JAK-STAT signaling is essential for various cellular processes.  For example, erythropoietin  (Epo) binding to the EpoR receptor on the erythroid progenitor cells activates the STAT5 protein.  Activated STAT5 induces the expression of  Bcl-xL, an anti-apoptotic protein that prevents programmed cell death or apoptosis while facilitating survival and irreversible differentiation to produce red blood cells.

Once an appropriate response is elicited, the JAK-STAT pathway is shut off by one of the three mechanisms:

1. Regulation by the suppressors of cytokine signaling (SOCS) protein:  SOCS binds to the phosphotyrosines residues of an activated receptor via their SH2 domain. Next, SOCS recruits E3 ubiquitin ligases via their SOCS box domain and helps ubiquitinylate JAK kinase. Ubiquitinated JAKs are then degraded in the proteasome complex.
2. Regulation by protein tyrosine phosphatases, SHP1: SHP1 is a phosphotyrosine phosphatase enzyme containing two SH2 domains.
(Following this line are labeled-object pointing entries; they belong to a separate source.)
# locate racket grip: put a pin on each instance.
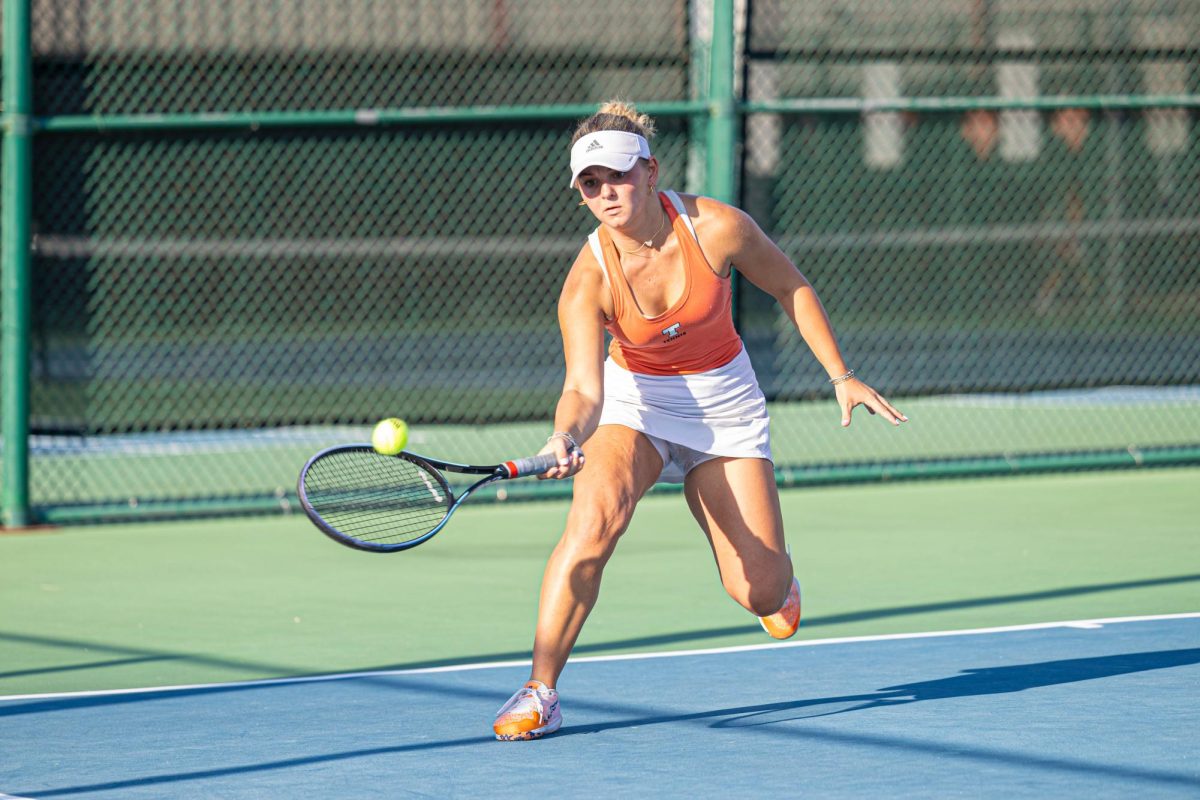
(531, 465)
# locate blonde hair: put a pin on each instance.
(616, 115)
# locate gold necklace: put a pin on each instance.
(646, 244)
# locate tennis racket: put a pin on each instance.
(384, 504)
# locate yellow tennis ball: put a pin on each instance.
(390, 437)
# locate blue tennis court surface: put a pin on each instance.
(1097, 709)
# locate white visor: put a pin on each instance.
(612, 149)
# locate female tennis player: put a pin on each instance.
(676, 398)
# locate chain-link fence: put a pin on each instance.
(261, 227)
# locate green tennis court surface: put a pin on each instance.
(153, 605)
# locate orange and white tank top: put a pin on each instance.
(695, 334)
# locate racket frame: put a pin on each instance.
(491, 473)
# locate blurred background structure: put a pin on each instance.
(238, 232)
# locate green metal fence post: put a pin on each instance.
(16, 256)
(721, 120)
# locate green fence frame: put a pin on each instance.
(717, 116)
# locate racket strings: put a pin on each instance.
(377, 499)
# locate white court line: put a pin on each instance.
(1085, 624)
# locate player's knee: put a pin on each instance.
(594, 528)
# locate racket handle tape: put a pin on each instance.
(531, 465)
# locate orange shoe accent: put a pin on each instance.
(784, 623)
(529, 714)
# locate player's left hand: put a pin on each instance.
(855, 392)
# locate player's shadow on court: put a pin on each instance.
(971, 683)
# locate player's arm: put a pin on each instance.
(581, 322)
(765, 264)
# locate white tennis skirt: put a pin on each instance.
(691, 419)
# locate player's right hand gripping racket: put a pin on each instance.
(384, 504)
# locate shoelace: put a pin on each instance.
(523, 693)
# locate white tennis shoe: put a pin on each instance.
(529, 714)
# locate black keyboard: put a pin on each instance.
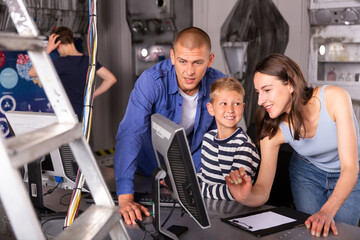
(166, 200)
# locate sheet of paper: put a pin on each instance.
(262, 221)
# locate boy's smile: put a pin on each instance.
(228, 108)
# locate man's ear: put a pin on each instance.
(211, 59)
(210, 109)
(290, 87)
(172, 56)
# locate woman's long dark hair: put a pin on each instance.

SHP1 dephosphorylates JAKs and inactivates them.
3. Regulation by protein inhibitors of activated STATs (PIAS):  The PIAS proteins prevent activated STAT dimers from binding to the DNA, thereby shutting off the signaling cascade.

Apart from activating STATs, JAK kinase also activates other signaling proteins. Activated JAKs are a binding site for SH2 domain-containing phosphatidylinositol-3-kinase or PI-3K or SHP-2 domain-containing Grb2-SOS adaptor proteins. The binding of PI-3K activates the PI3K /mTOR pathway, whereas Grb2-SOS binding promotes the Ras-MAPK signaling cascade.